Endometrial cancer (EC), endometriosis (ENDO), and obesity (OBY) are interconnected conditions in women that may share underlying genetic pathways. This study aimed to identify shared genetic pathways and differential gene expressions across these conditions to uncover potential therapeutic targets. A bioinformatics pipeline was applied using gene expression datasets from the GEO database, incorporating differential expression analysis, functional and pathway enrichment, PPI network construction, survival analysis, and mutational profiling across 198 samples. The analysis revealed 26 shared differentially expressed genes (DEGs), with IGF-1, CREBBP, EP300, and PIAS1 identified as key hub genes.
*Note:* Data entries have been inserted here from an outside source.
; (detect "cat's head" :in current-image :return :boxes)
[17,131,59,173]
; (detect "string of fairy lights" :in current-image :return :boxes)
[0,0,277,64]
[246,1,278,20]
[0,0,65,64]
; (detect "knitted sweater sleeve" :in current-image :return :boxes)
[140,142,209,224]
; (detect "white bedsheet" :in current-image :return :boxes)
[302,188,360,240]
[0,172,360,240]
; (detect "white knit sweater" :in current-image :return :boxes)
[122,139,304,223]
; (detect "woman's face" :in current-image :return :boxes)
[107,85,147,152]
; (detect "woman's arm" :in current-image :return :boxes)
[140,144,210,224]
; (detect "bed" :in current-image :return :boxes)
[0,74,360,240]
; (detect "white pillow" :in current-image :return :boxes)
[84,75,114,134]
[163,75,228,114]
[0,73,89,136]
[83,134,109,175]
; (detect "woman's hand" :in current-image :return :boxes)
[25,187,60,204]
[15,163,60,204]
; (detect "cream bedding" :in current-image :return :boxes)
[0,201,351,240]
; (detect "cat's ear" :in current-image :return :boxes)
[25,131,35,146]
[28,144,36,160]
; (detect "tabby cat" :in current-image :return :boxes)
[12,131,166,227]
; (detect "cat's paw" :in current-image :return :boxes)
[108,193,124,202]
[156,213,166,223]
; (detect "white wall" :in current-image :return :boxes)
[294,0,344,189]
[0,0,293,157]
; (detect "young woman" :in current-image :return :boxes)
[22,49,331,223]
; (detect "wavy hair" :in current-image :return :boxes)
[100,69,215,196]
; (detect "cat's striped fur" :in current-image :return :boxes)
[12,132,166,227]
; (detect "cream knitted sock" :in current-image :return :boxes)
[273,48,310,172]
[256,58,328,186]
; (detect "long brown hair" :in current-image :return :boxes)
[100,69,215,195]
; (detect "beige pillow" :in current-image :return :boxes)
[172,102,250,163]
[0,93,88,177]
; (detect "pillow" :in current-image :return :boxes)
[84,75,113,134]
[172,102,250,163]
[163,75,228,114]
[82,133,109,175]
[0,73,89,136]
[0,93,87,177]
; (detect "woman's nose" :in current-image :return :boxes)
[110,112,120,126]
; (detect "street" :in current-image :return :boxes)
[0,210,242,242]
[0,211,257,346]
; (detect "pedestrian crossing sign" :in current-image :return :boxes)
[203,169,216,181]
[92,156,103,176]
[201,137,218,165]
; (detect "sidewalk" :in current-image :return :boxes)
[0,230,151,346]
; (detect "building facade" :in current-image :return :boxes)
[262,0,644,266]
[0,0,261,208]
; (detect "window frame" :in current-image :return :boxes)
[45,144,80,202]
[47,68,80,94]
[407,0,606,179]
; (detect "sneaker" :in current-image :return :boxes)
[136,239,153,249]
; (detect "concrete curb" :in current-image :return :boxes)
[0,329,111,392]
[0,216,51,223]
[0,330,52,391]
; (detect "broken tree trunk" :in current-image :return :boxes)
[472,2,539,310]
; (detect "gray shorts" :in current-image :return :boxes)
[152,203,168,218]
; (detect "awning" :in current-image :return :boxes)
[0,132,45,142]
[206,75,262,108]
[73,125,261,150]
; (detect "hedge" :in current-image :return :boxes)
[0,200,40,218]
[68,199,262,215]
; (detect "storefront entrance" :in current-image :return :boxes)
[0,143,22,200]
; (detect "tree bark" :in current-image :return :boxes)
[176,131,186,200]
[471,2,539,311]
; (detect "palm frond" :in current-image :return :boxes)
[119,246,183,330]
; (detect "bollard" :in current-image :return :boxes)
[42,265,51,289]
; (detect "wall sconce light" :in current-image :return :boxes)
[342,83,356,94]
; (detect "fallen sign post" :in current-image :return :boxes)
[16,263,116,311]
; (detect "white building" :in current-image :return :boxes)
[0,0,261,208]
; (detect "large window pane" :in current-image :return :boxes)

Elevated IGF-1 expression was significantly linked to poorer survival outcomes in EC patients (p < .05). Frequent mutations were observed in these hub genes, suggesting their critical role in disease mechanisms. This study highlights genetic links among EC, ENDO, and OBY, emphasizing high IGF-1 expression as a potential prognostic marker in EC and recurrent alterations in hub genes as promising therapeutic targets. These findings provide insights into the shared genetic underpinnings of these conditions and present new avenues for targeted therapies.